Do we really need teasers for trailers?
This seems to be a weird and growing phenomenon in the Nerd sphere – are we now deemed such inveterate fanboys and fangirls that we’ll keep F5-ing sites, Facebook ‘liking’ and generally chasing around the interwebs until we get a look at a trailer for a movie/game/tv show which we’re waiting for? If this is the case, I don’t know if it constitutes hardcore fan service or some kind of ‘Dance, monkey boy, dance!’-style condescension.
Social media only seems to be making things better/worse, depending on how you look at it.

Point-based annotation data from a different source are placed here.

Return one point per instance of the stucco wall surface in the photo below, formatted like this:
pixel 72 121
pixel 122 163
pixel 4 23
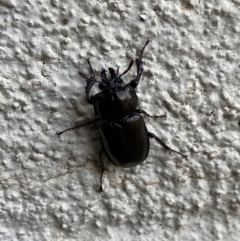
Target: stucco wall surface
pixel 49 186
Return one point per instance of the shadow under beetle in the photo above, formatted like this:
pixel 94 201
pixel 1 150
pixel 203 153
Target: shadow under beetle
pixel 123 133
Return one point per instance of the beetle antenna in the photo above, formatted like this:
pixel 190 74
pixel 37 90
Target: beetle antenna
pixel 144 47
pixel 88 60
pixel 117 71
pixel 129 67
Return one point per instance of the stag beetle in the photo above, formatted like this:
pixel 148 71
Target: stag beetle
pixel 123 133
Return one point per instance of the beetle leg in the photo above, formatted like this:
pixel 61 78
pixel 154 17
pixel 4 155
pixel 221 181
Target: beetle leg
pixel 102 167
pixel 151 135
pixel 140 111
pixel 139 64
pixel 81 125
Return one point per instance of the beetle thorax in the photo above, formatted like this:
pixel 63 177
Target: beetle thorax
pixel 115 104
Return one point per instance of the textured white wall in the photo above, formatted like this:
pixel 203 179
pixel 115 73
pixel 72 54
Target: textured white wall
pixel 50 186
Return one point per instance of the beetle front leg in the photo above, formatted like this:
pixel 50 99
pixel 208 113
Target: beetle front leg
pixel 139 64
pixel 81 125
pixel 151 135
pixel 140 111
pixel 102 167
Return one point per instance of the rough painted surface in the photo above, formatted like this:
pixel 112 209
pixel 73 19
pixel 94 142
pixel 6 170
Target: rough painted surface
pixel 49 186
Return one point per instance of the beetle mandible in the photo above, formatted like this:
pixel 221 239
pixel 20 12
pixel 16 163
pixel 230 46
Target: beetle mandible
pixel 123 133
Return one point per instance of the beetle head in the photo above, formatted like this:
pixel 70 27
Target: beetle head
pixel 112 83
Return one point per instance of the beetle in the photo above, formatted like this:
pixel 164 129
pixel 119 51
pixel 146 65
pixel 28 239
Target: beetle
pixel 123 133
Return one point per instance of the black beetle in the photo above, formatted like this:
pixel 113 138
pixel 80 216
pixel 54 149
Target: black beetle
pixel 123 133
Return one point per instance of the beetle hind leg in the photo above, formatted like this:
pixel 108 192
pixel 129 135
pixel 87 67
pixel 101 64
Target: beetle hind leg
pixel 102 167
pixel 151 135
pixel 140 111
pixel 81 125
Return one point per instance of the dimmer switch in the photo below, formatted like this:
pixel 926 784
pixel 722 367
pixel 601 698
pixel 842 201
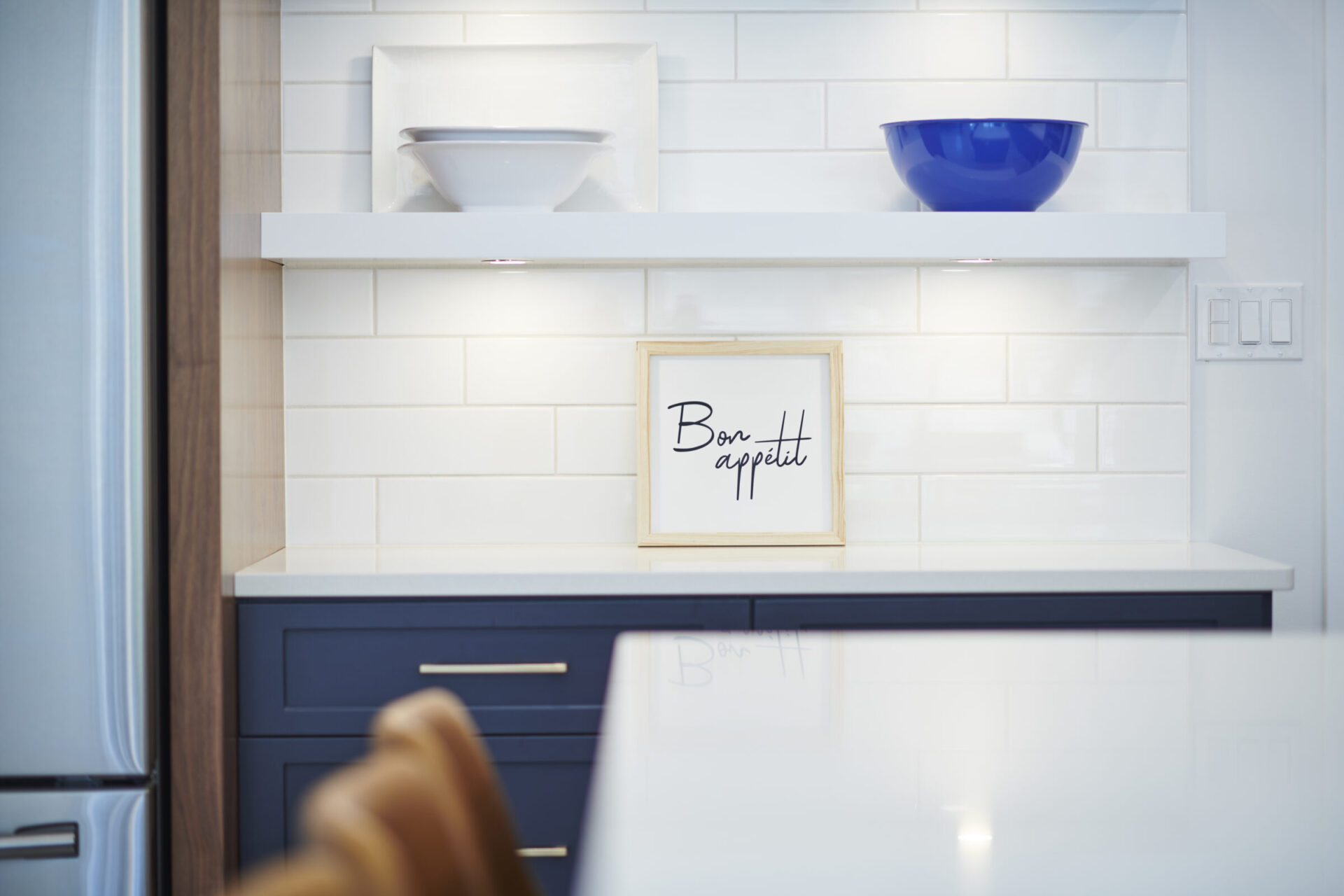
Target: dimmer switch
pixel 1249 321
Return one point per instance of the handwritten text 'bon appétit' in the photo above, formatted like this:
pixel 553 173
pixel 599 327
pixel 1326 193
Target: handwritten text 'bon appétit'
pixel 778 451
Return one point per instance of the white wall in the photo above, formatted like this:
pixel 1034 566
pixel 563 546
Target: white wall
pixel 997 403
pixel 1335 315
pixel 1257 152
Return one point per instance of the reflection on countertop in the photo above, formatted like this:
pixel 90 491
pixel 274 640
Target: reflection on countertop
pixel 971 763
pixel 858 568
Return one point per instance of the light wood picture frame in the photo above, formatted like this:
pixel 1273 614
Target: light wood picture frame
pixel 739 486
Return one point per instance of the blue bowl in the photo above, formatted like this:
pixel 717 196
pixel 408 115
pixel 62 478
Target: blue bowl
pixel 984 164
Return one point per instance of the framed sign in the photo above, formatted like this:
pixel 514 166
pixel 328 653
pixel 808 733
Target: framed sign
pixel 741 444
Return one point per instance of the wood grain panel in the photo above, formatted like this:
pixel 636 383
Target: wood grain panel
pixel 225 397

It’s now quite the thing for one of your favourite video games blogs to report on the latest mysterious countdown clock to surface on a developer website or publisher site, with cryptic hints and Facebook/Twitter pimping being used to build up the anticipation for the early release of a game trailer.
A trailer, as in ‘free advertising’, the last time that I looked.
I suppose that for the PR department of a publisher, this is one way of gathering user metrics and getting a sense of just how big the anticipation for your product is. Not that this guarantees anything – witness the quiet retreat of the Hollywood studios from San Diego Comic Con after the hyped-to-the-gills films like “Watchmen” and “Scott Pilgrim” failed to cross-over beyond the Hall H crowd to the elusive mainstream audience.
It’s not hard to see the uber-publishers like Activision, EA and Ubisoft taking a similar tack when their first trailer for a game doesn’t ignite the Twit-verse with eager chatter and set games blogs alight with hype. Does your marketing budget drift south if you’re not trending, having new threads made on NeoGaf or getting 80 plus MetaCritic rankings?
Countdowns for teasers for trailers – innovative way to drive enthusiastic community interest in your product or the latest example of the games space chasing its own backside?